Atos Joseph Fourier Award Winners
Atos and GENCI have announced the winners of the 2019 Atos Joseph Fourier Award, which aims to accelerate research and innovation by rewarding projects in the fields of numerical simulation and AI.
- 1st Prize: Professor Elie Hachem and his team at Mines ParisTech, for his work on parallel anisotropic meshing and immersed methods for high fidelity computational mechanics.
- 2nd Prize: Dominique Aubert and Pierre Ocvirk, from Strasbourg University, and their team, for the GARLHYC project (GAlaxies and Reionization simuLations using HYbrid Computing).
- 1st Prize: Pierre Yves Oudeyer, Research Director at INRIA Bordeaux, for his project on Deep Curiosity-driven Autonomous Machine Learning.

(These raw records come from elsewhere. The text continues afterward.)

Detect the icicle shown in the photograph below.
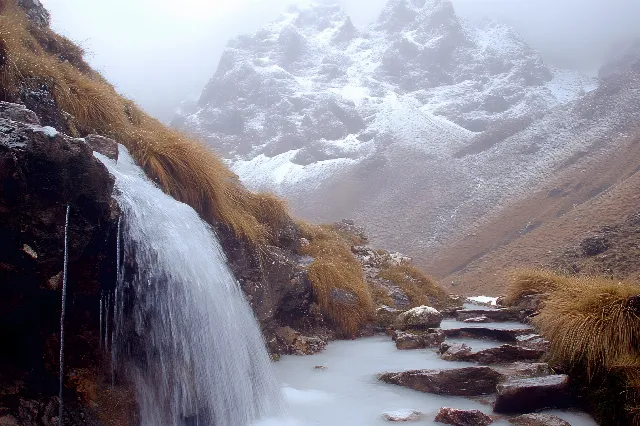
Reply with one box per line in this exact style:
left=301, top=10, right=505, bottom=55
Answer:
left=58, top=204, right=71, bottom=426
left=98, top=292, right=103, bottom=348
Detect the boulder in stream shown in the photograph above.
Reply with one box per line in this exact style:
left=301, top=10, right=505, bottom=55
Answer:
left=443, top=327, right=531, bottom=343
left=435, top=407, right=493, bottom=426
left=394, top=330, right=445, bottom=349
left=378, top=367, right=504, bottom=396
left=509, top=413, right=571, bottom=426
left=493, top=374, right=570, bottom=413
left=395, top=305, right=442, bottom=330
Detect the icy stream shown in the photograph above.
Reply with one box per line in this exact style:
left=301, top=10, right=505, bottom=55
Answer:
left=261, top=307, right=597, bottom=426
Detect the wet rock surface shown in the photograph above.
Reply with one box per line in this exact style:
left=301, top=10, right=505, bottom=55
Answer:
left=393, top=330, right=445, bottom=349
left=441, top=345, right=546, bottom=364
left=443, top=327, right=532, bottom=343
left=395, top=306, right=442, bottom=330
left=494, top=374, right=571, bottom=413
left=435, top=407, right=493, bottom=426
left=456, top=308, right=520, bottom=322
left=382, top=410, right=424, bottom=422
left=509, top=413, right=571, bottom=426
left=378, top=367, right=504, bottom=396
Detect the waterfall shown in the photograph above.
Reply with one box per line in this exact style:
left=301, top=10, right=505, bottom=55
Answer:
left=95, top=147, right=283, bottom=426
left=58, top=204, right=71, bottom=426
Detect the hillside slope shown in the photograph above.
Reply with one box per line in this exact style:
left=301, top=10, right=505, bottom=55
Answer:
left=174, top=0, right=613, bottom=272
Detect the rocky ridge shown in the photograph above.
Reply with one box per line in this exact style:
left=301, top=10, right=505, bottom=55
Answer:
left=174, top=0, right=606, bottom=272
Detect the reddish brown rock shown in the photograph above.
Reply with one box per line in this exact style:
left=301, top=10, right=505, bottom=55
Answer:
left=435, top=407, right=493, bottom=426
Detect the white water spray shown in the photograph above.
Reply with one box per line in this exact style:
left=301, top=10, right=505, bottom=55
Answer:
left=58, top=204, right=71, bottom=426
left=95, top=147, right=283, bottom=426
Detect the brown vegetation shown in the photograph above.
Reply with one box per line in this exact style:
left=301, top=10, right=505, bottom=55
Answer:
left=0, top=0, right=288, bottom=245
left=300, top=224, right=373, bottom=336
left=507, top=270, right=640, bottom=424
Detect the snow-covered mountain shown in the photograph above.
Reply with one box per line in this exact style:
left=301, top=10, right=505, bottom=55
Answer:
left=174, top=0, right=636, bottom=262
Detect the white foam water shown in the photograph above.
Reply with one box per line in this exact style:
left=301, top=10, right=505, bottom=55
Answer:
left=95, top=147, right=284, bottom=426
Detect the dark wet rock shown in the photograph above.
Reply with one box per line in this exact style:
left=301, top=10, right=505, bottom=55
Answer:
left=378, top=367, right=504, bottom=396
left=580, top=235, right=609, bottom=256
left=394, top=330, right=445, bottom=349
left=435, top=407, right=493, bottom=426
left=456, top=308, right=520, bottom=322
left=440, top=342, right=473, bottom=361
left=275, top=326, right=327, bottom=355
left=463, top=315, right=493, bottom=324
left=517, top=334, right=551, bottom=352
left=494, top=374, right=570, bottom=413
left=396, top=306, right=442, bottom=330
left=509, top=413, right=571, bottom=426
left=441, top=344, right=545, bottom=364
left=84, top=135, right=118, bottom=160
left=382, top=410, right=424, bottom=422
left=443, top=327, right=531, bottom=343
left=0, top=102, right=40, bottom=126
left=496, top=362, right=553, bottom=378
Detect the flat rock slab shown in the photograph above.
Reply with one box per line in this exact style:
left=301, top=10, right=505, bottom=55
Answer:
left=435, top=407, right=493, bottom=426
left=378, top=367, right=504, bottom=396
left=493, top=374, right=570, bottom=413
left=442, top=327, right=531, bottom=343
left=509, top=413, right=571, bottom=426
left=382, top=410, right=424, bottom=422
left=456, top=308, right=520, bottom=322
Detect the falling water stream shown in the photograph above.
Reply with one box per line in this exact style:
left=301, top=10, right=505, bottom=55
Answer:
left=58, top=204, right=71, bottom=426
left=96, top=147, right=283, bottom=426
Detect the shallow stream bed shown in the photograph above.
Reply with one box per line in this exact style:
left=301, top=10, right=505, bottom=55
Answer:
left=264, top=332, right=597, bottom=426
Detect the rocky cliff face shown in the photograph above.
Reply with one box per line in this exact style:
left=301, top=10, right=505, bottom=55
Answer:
left=174, top=0, right=596, bottom=268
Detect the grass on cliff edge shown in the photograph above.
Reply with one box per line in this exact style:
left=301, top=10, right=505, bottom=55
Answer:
left=0, top=0, right=289, bottom=246
left=508, top=270, right=640, bottom=425
left=299, top=223, right=374, bottom=337
left=378, top=264, right=460, bottom=309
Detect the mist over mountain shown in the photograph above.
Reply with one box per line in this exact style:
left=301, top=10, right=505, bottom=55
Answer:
left=44, top=0, right=640, bottom=121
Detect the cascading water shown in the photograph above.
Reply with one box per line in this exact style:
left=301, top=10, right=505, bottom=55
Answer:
left=96, top=147, right=283, bottom=426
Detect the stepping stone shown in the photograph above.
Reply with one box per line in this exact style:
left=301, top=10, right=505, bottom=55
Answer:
left=435, top=407, right=493, bottom=426
left=509, top=413, right=571, bottom=426
left=456, top=308, right=520, bottom=322
left=378, top=367, right=504, bottom=396
left=493, top=374, right=570, bottom=414
left=442, top=327, right=531, bottom=343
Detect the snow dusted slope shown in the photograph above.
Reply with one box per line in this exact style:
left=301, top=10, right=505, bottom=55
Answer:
left=174, top=0, right=608, bottom=257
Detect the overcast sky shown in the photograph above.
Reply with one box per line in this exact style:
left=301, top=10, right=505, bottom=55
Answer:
left=42, top=0, right=640, bottom=121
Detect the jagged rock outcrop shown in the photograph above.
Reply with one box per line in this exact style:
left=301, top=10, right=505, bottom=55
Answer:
left=174, top=0, right=596, bottom=272
left=0, top=103, right=118, bottom=425
left=435, top=407, right=493, bottom=426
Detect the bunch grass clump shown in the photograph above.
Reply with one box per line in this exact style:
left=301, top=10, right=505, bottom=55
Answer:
left=378, top=264, right=459, bottom=309
left=0, top=0, right=290, bottom=246
left=299, top=223, right=374, bottom=337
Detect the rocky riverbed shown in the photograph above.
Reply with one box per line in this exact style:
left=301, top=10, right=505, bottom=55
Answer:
left=258, top=305, right=597, bottom=426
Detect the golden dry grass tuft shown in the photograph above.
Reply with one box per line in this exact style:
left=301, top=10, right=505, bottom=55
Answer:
left=378, top=264, right=457, bottom=309
left=299, top=223, right=374, bottom=337
left=534, top=277, right=640, bottom=375
left=505, top=269, right=569, bottom=305
left=509, top=270, right=640, bottom=425
left=0, top=0, right=289, bottom=246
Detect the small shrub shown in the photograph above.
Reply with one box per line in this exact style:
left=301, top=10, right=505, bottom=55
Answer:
left=299, top=223, right=374, bottom=336
left=379, top=264, right=458, bottom=309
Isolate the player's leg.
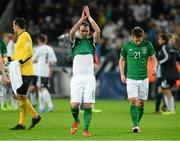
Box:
[127,79,139,132]
[8,86,18,110]
[161,80,175,114]
[83,76,96,136]
[137,79,149,122]
[155,78,163,113]
[70,76,83,134]
[28,76,37,107]
[11,76,41,130]
[41,77,54,112]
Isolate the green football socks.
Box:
[84,108,92,130]
[138,107,144,122]
[130,105,139,127]
[71,108,80,122]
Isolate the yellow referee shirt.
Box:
[11,31,34,76]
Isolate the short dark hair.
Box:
[14,17,26,29]
[81,21,90,27]
[159,34,169,44]
[37,34,47,43]
[132,27,144,38]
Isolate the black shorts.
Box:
[31,76,38,87]
[158,78,176,89]
[37,76,49,89]
[17,75,33,95]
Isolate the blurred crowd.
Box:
[14,0,180,43]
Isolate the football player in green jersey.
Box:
[0,39,8,84]
[70,6,100,136]
[119,27,157,133]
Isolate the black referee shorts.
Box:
[17,75,33,95]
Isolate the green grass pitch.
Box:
[0,99,180,140]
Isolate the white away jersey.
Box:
[33,45,57,77]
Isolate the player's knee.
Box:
[71,102,80,109]
[84,103,92,109]
[139,101,144,107]
[129,97,137,105]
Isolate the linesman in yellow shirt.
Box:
[8,18,41,130]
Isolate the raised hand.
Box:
[84,5,90,17]
[81,10,87,20]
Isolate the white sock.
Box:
[43,89,53,109]
[38,91,45,111]
[168,95,175,112]
[29,93,37,106]
[0,96,6,108]
[9,95,18,110]
[164,95,170,111]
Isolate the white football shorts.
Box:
[70,75,96,103]
[127,78,149,100]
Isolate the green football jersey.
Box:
[120,40,155,80]
[72,37,95,58]
[0,39,8,75]
[0,39,7,56]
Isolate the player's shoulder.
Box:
[123,41,133,48]
[143,40,153,46]
[18,31,31,40]
[0,39,5,45]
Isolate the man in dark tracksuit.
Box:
[158,34,179,114]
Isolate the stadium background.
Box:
[0,0,180,99]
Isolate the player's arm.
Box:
[151,55,157,75]
[84,6,100,43]
[50,48,57,65]
[19,40,33,64]
[119,56,126,83]
[70,10,87,42]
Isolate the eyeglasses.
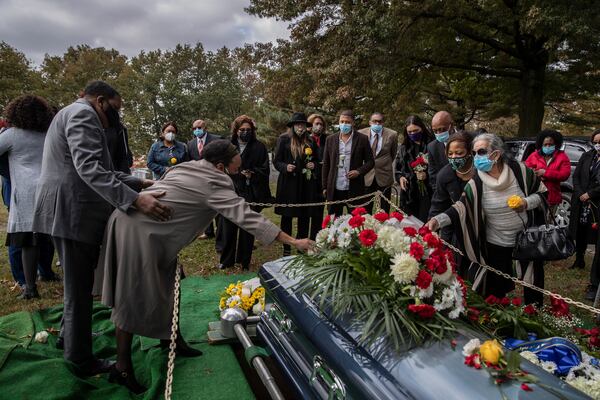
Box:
[473,149,490,156]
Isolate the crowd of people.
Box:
[0,81,600,393]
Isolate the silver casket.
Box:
[257,259,589,400]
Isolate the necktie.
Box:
[371,134,379,156]
[198,139,204,157]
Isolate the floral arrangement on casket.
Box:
[219,278,265,315]
[285,208,466,348]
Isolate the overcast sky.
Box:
[0,0,288,65]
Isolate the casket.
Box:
[257,259,589,400]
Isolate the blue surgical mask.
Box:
[435,131,450,143]
[340,124,352,135]
[473,154,496,172]
[542,146,556,156]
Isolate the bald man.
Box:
[188,119,222,238]
[427,111,454,191]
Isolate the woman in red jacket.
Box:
[525,129,571,214]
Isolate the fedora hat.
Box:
[287,113,312,128]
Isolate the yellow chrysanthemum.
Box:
[506,195,523,209]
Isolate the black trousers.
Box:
[365,178,392,214]
[218,216,260,268]
[483,243,515,297]
[52,237,100,364]
[327,189,353,215]
[281,215,310,256]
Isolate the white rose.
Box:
[390,253,419,283]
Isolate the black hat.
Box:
[287,113,312,128]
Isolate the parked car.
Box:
[504,137,592,226]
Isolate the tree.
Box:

- GENCI Special Prize: Filippo Vicentini and Alberto Biella, from Paris Diderot University, who have developed an algorithm which creates a link between AI and quantum physics, increasing the simulation capabilities of future generations of computers.
“It’s really exciting to see such high-quality projects in the fields of HPC and AI,” said Sophie Proust, Group CTO at Atos. “I’d like to congratulate all the scientists and researchers for their hard work and innovative ideas. At Atos we’re proud to be supporting innovations that will lead to tangible industrial applications.”
ORNL Crossroads Fellows
Oak Ridge National Laboratory welcomed seven technology innovators to join the third cohort of Innovation Crossroads, the Southeast’s only entrepreneurial research and development program based at a U.S. Department of Energy national laboratory. Selected through a merit-based process, these scientists and engineers will have the opportunity to advance their technologies by working with world-class science experts and unique capabilities at ORNL, such as Summit, the nation’s most powerful supercomputer.
The fellows include:
- Jesse Thornburg: Learning-Based Monitoring and Control for Optimizing Commercial Refrigeration Operations
- Alex Lewis: Microbial Electrolysis for Production of Renewable Hydrogen from Organic Waste
- Leila Safavi-Tehrani: Advanced Production of High Purity Radioisotopes for Nuclear Medicine
- Hicham Ghossein: Innovative Processing of Advanced Fiber Nonwoven Mats Through a Hydroentanglement System
- Trevor McQueen: Next-Generation Sample Preparation Device for Cryo-TEM Studies
- William Fitzhugh: Industrial Scale Production of Semiconducting Carbon-Nanotubes via Resonant-Dielectrophoresis
- Jesse Claypoole: Advanced Multi-Spectral Light Field Imaging Sensors
The CEO of Numerical Algorithms Group
Dr. Rob Meyer, the current CEO of Numerical Algorithms Group (NAG), is stepping down later this year after a “long and successful tenure.” NAG is now searching for “an experienced and highly capable individual to lead NAG through the next stage of its development.”
“The appointed candidate will bring a successful track record as a commercially astute senior leader and will be a demonstrably capable manager of people and resources,” writes NAG. “The ability to lead through consensus is essential. This is a rare and exciting opportunity to lead and shape a specialist and highly respected software company.”